There are plenty of expectations from the upcoming visit from the Saudi Crown Prince Muhammad Bin Salman (MBS). Foreign Minister Shah Mahmood Qureshi on Wednesday announced that at least eight memoranda of understanding (MoUs) will be signed between Islamabad and Riyadh. Pakistan will formally propose to Saudi Arabia for initiation of a dialogue on preferential trade agreement (PTA) to promote bilateral trade and investment. And Prime Minister Imran Khan chaired a cabinet meeting on Thursday during which approval was granted for the signing of multiple agreements in the water and power sectors with the visiting Saudi delegation over the weekend.

The government has thoroughly planned out the details of the visit and are depending on the investment from our Saudi allies to provide the Pakistani economy the required boost. This is one of the steps that will certainly help Pakistan regain its ground on the international front, especially with the kind of holistic thinking the government is approaching this visit. Investment, finance, power, renewable energy, internal security, media, culture, and sports are some of the areas which will be brought to attention and these areas certainly require Pakistan’s attention and can help the country grow in the right direction. This is an achievement of the foreign policy of the current government that allies are investing once again in the country.

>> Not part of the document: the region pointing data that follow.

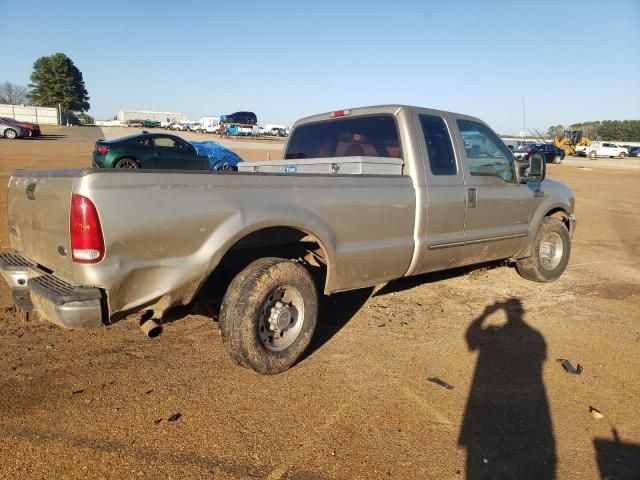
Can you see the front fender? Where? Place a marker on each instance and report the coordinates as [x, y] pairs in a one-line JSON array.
[[558, 200]]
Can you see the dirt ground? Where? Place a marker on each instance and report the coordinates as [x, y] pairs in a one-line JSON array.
[[444, 376]]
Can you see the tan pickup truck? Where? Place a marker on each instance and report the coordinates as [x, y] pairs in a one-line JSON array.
[[405, 190]]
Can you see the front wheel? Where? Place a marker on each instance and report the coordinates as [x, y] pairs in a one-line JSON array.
[[268, 315], [551, 251]]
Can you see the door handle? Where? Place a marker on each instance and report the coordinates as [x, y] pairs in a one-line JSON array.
[[31, 191], [472, 197]]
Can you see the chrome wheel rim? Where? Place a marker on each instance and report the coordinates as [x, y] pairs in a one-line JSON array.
[[551, 250], [281, 318], [127, 164]]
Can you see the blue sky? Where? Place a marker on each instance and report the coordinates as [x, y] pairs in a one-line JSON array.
[[573, 60]]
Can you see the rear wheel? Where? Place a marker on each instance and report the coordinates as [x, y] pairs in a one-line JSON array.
[[551, 251], [129, 163], [268, 315]]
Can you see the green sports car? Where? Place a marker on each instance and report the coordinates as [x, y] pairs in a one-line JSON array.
[[148, 150]]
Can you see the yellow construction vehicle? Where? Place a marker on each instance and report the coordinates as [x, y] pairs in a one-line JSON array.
[[570, 140]]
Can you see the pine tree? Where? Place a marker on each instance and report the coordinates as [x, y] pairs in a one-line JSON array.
[[56, 80]]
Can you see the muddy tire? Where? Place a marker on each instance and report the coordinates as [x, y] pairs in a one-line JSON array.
[[551, 252], [268, 315]]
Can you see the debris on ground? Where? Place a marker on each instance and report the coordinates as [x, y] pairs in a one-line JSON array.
[[174, 417], [442, 383], [568, 367]]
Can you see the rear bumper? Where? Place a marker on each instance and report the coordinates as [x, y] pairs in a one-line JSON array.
[[59, 302]]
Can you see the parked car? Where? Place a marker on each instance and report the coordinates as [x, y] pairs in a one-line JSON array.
[[34, 128], [634, 152], [12, 131], [521, 151], [274, 130], [606, 149], [243, 118], [93, 246], [549, 151], [148, 150], [238, 130]]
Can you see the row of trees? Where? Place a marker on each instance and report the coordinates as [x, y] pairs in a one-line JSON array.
[[55, 81], [614, 130]]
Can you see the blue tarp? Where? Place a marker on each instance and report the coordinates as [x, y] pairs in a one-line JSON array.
[[219, 157]]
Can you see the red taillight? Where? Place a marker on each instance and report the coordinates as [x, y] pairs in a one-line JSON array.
[[340, 113], [87, 244]]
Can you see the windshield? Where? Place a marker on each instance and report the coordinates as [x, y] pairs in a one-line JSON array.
[[524, 148]]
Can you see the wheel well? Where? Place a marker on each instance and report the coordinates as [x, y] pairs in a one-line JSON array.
[[560, 214], [283, 242]]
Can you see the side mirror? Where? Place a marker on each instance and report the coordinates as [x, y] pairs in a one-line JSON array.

The Pakistan Tehreek-i-Insaaf (PTI) government came in with the promise of promoting exports of the region. This is why a preferential treatment will be sought in trade. With global trade witnessing a decline, it is important that Pakistan finds new avenues to launch its trade. This will create space for investment in the local industry and the quality of our products will improve over time. Another great outcome of this will be the decrease in the reliance on imported material.

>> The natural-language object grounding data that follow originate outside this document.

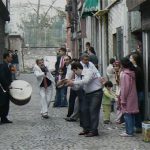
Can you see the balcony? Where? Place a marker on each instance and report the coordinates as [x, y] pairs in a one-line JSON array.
[[134, 4]]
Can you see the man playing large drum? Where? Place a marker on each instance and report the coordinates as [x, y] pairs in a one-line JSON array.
[[46, 85], [5, 81]]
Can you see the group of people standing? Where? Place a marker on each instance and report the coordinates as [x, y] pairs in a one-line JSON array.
[[128, 81], [88, 91]]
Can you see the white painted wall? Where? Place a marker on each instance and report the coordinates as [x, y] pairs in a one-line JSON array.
[[117, 17]]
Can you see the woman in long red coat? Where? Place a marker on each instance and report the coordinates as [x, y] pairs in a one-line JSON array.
[[128, 95]]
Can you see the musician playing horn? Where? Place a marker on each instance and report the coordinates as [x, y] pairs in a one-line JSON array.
[[46, 84]]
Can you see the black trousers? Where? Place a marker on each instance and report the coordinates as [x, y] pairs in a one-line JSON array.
[[5, 108], [72, 98], [89, 110]]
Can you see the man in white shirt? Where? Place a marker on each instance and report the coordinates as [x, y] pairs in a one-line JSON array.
[[46, 84], [90, 97]]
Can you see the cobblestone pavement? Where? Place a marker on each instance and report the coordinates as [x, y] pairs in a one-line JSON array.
[[30, 132]]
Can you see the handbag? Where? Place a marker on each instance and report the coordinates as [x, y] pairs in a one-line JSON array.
[[3, 96]]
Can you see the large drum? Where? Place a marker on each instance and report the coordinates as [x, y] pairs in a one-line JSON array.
[[20, 92]]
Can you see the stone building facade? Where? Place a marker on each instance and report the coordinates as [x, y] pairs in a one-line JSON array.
[[4, 16]]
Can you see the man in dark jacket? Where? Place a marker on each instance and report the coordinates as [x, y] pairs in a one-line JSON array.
[[5, 80]]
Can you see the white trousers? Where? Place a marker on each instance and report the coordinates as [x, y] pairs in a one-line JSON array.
[[46, 98]]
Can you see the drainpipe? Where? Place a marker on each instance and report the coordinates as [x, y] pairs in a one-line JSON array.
[[125, 29]]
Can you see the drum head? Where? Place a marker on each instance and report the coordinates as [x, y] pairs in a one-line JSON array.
[[20, 92]]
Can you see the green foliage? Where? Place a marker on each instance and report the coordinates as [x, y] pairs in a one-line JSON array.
[[44, 30]]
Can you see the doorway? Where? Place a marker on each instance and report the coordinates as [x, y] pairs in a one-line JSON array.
[[146, 62]]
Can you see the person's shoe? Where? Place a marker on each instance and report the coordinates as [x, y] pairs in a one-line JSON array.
[[91, 134], [138, 130], [70, 119], [3, 121], [106, 121], [45, 116], [124, 134], [83, 132]]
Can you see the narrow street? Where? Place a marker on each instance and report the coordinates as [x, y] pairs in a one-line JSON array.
[[30, 132]]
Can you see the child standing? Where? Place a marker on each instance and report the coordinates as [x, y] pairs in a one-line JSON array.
[[106, 102], [61, 90]]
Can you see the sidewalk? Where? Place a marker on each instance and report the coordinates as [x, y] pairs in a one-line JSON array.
[[30, 132]]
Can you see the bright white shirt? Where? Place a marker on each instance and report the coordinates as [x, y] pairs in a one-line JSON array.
[[92, 67], [88, 81], [69, 73]]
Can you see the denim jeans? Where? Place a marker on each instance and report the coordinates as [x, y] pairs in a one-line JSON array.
[[72, 99], [94, 104], [140, 116], [61, 97], [129, 123]]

Water and power require the utmost attention of our government. We have seen efforts on multiple fronts to not just create awareness but also launch initiatives which can help tackle these two problems. With the discussion of water and power on the agenda, it is likely that Pakistan will have sufficient investment to stabilise itself. With the current deficit, there are not many new avenues of revenue generation and the government is largely relying on investment. However, the government should be commended for its vision for the current visit. The only challenge now will be its execution and the display of diplomatic intelligence on all fronts.